We then began to talk about possible evacuations and things like that, but no evacuation had been made at that point. Pete was all set to go. We rented the plane for him to go to Monrovia. We took him out with an embassy car.
Just before he got on the plane we got a telegram that said you cannot go to Liberia until you have been sworn into office. We thought, “My God, how are we going to do this because we needed to get him there as quickly as possible?”
We got him on the radio because we got the driver on the radio and we put all of our heads together and I said, “Well, we’re going to have to do this swearing in via two-way radio.”

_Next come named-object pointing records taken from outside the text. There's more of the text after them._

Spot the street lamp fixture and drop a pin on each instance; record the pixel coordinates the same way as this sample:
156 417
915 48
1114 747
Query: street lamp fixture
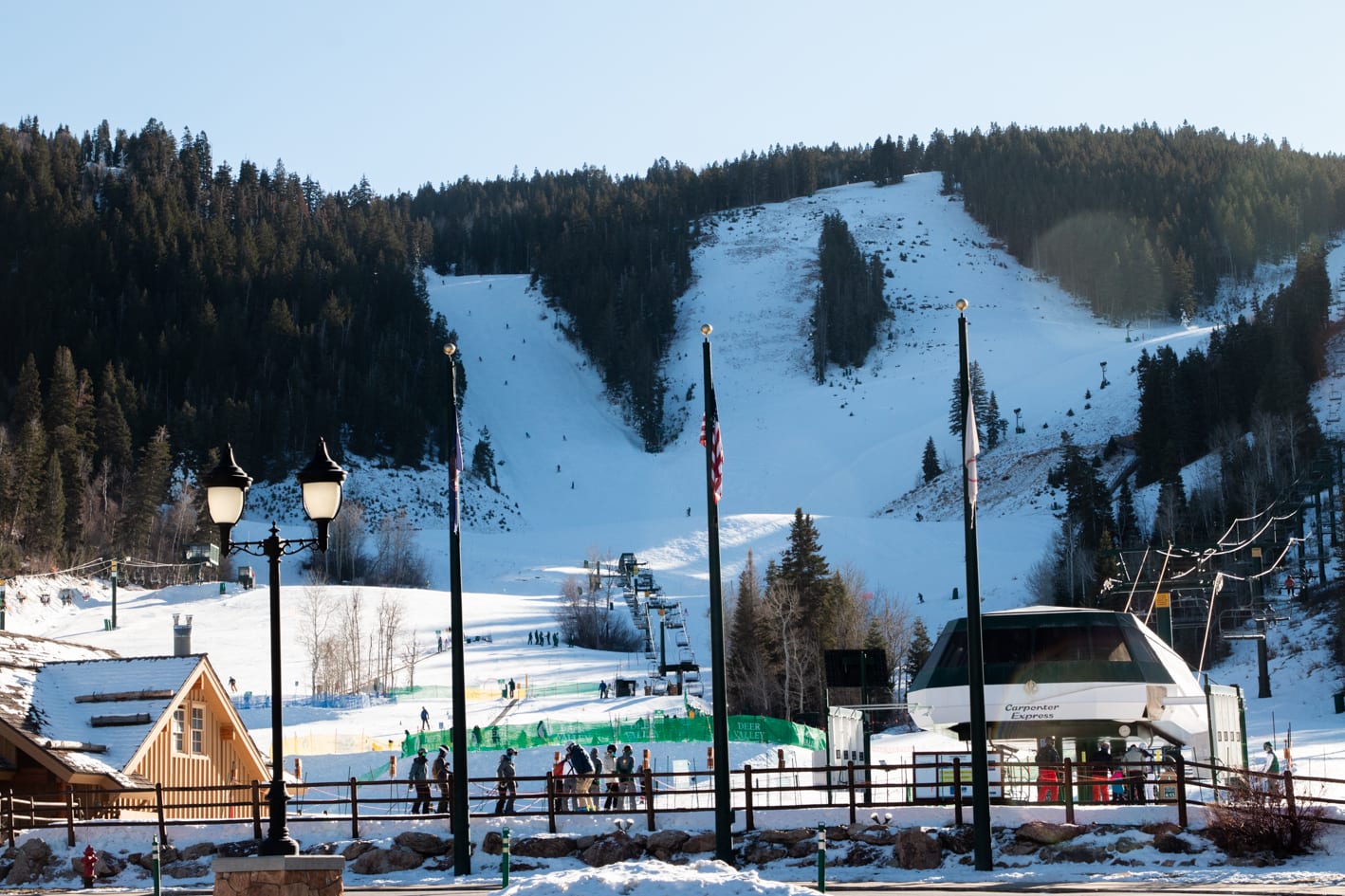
226 487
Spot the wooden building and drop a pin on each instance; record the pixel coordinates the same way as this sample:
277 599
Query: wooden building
80 720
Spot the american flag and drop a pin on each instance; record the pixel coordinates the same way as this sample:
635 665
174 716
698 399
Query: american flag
717 463
970 448
454 471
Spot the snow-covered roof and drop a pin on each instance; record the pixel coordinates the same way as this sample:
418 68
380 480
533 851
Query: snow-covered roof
86 708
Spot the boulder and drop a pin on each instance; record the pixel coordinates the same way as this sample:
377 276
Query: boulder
238 850
1167 842
608 850
386 861
917 850
198 850
760 853
702 842
1048 833
958 841
28 863
187 870
357 848
875 834
422 842
544 847
662 844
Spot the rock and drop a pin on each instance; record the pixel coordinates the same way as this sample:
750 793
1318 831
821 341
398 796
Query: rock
1048 833
608 850
198 850
1127 844
662 844
760 853
1160 828
238 850
386 861
105 866
1167 842
421 842
917 850
959 840
28 863
544 847
184 870
702 842
167 856
875 834
1077 853
858 854
356 850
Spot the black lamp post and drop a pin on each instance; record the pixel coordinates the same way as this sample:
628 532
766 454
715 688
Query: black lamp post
226 487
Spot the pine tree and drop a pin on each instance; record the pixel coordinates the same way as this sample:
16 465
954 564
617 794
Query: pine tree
920 648
930 462
483 460
147 493
980 400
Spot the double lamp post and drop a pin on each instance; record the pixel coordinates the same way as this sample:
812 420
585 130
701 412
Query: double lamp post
226 487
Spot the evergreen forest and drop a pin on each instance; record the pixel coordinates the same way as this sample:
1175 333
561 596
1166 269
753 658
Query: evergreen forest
159 302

We spoke to Pete and we said, “Do you have a Bible with you?”
He said, “I don’t travel with a Bible.”
We said, “Do you have anything that could substitute for a Bible?”
He said, “Well, I have my address book.”
We said, “Take that address book out and put your hand on the address book, raise your right hand.”

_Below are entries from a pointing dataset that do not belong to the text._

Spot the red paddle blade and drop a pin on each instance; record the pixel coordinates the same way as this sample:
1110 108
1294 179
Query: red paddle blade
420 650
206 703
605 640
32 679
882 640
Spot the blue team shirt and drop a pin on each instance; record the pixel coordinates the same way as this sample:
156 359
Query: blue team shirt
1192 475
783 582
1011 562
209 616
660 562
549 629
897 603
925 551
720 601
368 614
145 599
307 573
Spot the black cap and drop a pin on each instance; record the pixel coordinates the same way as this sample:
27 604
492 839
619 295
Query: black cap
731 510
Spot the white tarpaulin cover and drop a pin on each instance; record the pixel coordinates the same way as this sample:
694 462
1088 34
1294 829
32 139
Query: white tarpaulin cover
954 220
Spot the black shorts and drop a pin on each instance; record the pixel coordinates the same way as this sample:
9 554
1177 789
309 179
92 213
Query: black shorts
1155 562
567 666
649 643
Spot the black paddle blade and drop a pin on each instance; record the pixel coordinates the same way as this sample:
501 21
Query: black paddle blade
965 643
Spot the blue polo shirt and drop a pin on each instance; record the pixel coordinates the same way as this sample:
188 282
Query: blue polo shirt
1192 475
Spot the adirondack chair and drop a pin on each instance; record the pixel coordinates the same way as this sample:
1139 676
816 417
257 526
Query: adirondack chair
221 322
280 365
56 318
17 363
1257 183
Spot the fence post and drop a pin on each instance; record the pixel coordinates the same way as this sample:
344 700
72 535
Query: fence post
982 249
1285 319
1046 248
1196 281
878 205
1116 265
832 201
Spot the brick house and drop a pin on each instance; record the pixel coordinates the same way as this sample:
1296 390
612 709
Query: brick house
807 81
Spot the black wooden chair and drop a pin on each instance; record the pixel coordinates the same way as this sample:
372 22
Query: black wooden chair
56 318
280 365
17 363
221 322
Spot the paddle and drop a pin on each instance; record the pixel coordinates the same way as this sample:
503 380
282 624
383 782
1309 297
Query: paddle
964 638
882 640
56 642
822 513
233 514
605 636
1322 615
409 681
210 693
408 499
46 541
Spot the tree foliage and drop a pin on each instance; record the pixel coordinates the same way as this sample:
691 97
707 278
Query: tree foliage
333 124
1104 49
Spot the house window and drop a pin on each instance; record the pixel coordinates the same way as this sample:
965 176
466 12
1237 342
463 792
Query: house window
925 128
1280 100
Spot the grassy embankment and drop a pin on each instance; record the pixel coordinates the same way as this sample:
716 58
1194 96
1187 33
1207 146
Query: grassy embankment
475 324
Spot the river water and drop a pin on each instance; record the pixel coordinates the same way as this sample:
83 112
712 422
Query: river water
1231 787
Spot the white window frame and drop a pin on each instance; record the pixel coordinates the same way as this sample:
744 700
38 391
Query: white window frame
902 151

I think he got the pilot on the plane to hold the address book for him and he put his hand on the address book and then the consular officer, Allen Latimer, I said, “Allen, here’s the oath. You’ve got to get him to repeat it over the phone and then we can sign it and certify it and send it out to him and he can sign it and he’ll have his copy in the works.”
And that’s how we did it. It was a riot.
An officer in a holding pattern in Sierra Leone at the time, Charles Gurney, wrote a cable on this that became a classic that described how Pete de Vos was out in the middle of this field. There was a man passing with goats and looking at him with his hand on this address book and his other hand in the air, you know, listening to the radio saying, “I, Peter de Vos, do solemnly swear” and on and on. It turned out well and he went on to Liberia.
[In this photo taken by Admin Officer Ned Arcement, Charles Gurney and Darlene Mann witness the swearing-in of Ambassador de Vos, center, holding the radio.]